Foreground, from left: Kenai City Manager Terry Eubank and Kenai City Clerk Shellie Saner watch as Kenai City Attorney Scott Bloom wordsmiths an amendment to an ordinance during a council meeting on Wednesday at Kenai City Hall, March 1, 2023, in Kenai, Alaska. Background from left: Kenai Mayor Brian Gabriel, Deborah Sounart and Alex Douthit discuss the legislation, which allows more city residents to keep chickens on their property. (Ashlyn O’Hara/Peninsula Clarion)

Foreground, from left: Kenai City Manager Terry Eubank and Kenai City Clerk Shellie Saner watch as Kenai City Attorney Scott Bloom wordsmiths an amendment to an ordinance during a council meeting on Wednesday at Kenai City Hall, March 1, 2023, in Kenai, Alaska. Background from left: Kenai Mayor Brian Gabriel, Deborah Sounart and Alex Douthit discuss the legislation, which allows more city residents to keep chickens on their property. (Ashlyn O’Hara/Peninsula Clarion)

Kenai OKs chickens for more city residents

Council debate on the issue lasted for roughly four hours

More residents in the City of Kenai can now keep chicken hens on their property following a vote by Kenai City Council members Wednesday to expand the number of city lots on which livestock can be kept.

The ordinance approved by council members was first brought forth by council member Alex Douthit in December 2022. After city council members approved the legislation for introduction on Jan. 4, it went through a lengthy public process that included two work sessions by the Kenai Planning and Zoning Commission and two public hearings by the city council.

Between the city council’s regular meeting packet and late addition items, 150 pages of public comment were submitted in response to the ordinance. Of those, about 25 comments were in support of more chickens in city limits, while seven were opposed. Some people submitted multiple public comments.

Council debate on Wednesday stretched for about four hours, including multiple breaks for amendment wordsmithing, clarifications from City Clerk Shellie Saner and input from City Attorney Scott Bloom.

Of key concern for council members while discussing the legislation was in what zones chickens should be allowed and what a resident’s minimum lot size should be in order to allow chickens. As introduced by Douthit, the legislation did not specify a minimum lot size.

During Wednesday’s meeting, council member Victoria Askin, who has previously said that she keeps chickens, proposed a minimum lot size of 12,000 square feet, while Douthit favored setting the minimum lot size at 10,000 square feet. Council members narrowly voted to set the minimum lot size at 20,000 square feet.

Council members also clarified the city zones in which chickens may be kept.

Except in the city’s Urban Residential, Suburban Residential 1, Suburban Residential 2 and Townsite Historic districts, residents are already allowed to keep livestock on land parcels larger than 40,000 square feet.

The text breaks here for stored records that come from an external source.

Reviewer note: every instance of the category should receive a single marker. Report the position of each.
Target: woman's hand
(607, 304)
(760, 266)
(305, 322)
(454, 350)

Now, some residents whose lots are smaller than 40,000 square feet and larger than 20,000 square feet will be allowed to keep up to 12 chickens.

Chickens are still not allowed in Kenai’s Urban Residential, Suburban Residential 1, Suburban Residential 2 and Townsite Historic zones. Chickens will also not be allowed on lots smaller than 40,000 square feet in the city’s Airport Light Industrial zone.

In Kenai’s Rural Residential zone, up to 12 chickens may be kept on lots of any size, as long as an owner’s principal structure sits on that lot. The city previously did not limit the number of chickens residents could have in the Rural Residential Zone.

Council members also passed other guidelines affecting how chickens may be kept on city lots.

Hens must be kept in an enclosed shelter or be fully fenced in at all times. Chicken shelters, such as coops, must be located in someone’s backyard and must be made of “durable weather resistant materials.” Those shelters must be secured and kept in good repair and all chicken feed must be stored in a way that prevents access from non-domestic animals.

Per the ordinance, the new regulations take effect in 30 days.

Council members ultimately unanimously voted in favor of the legislation, with multiple people saying that they were glad an agreement was reached.

“Thank you for everybody struggling through the slog of paperwork with the chicken ordinance,” Douthit said during his closing comments Wednesday. “I think we came to some good middle ground there.”

Askin agreed.

“I’m happy that we passed the chicken ordinance and that we were able to debate and come to agreement,” she said.

The council’s full Wednesday meeting can be streamed on the City of Kenai’s YouTube channel.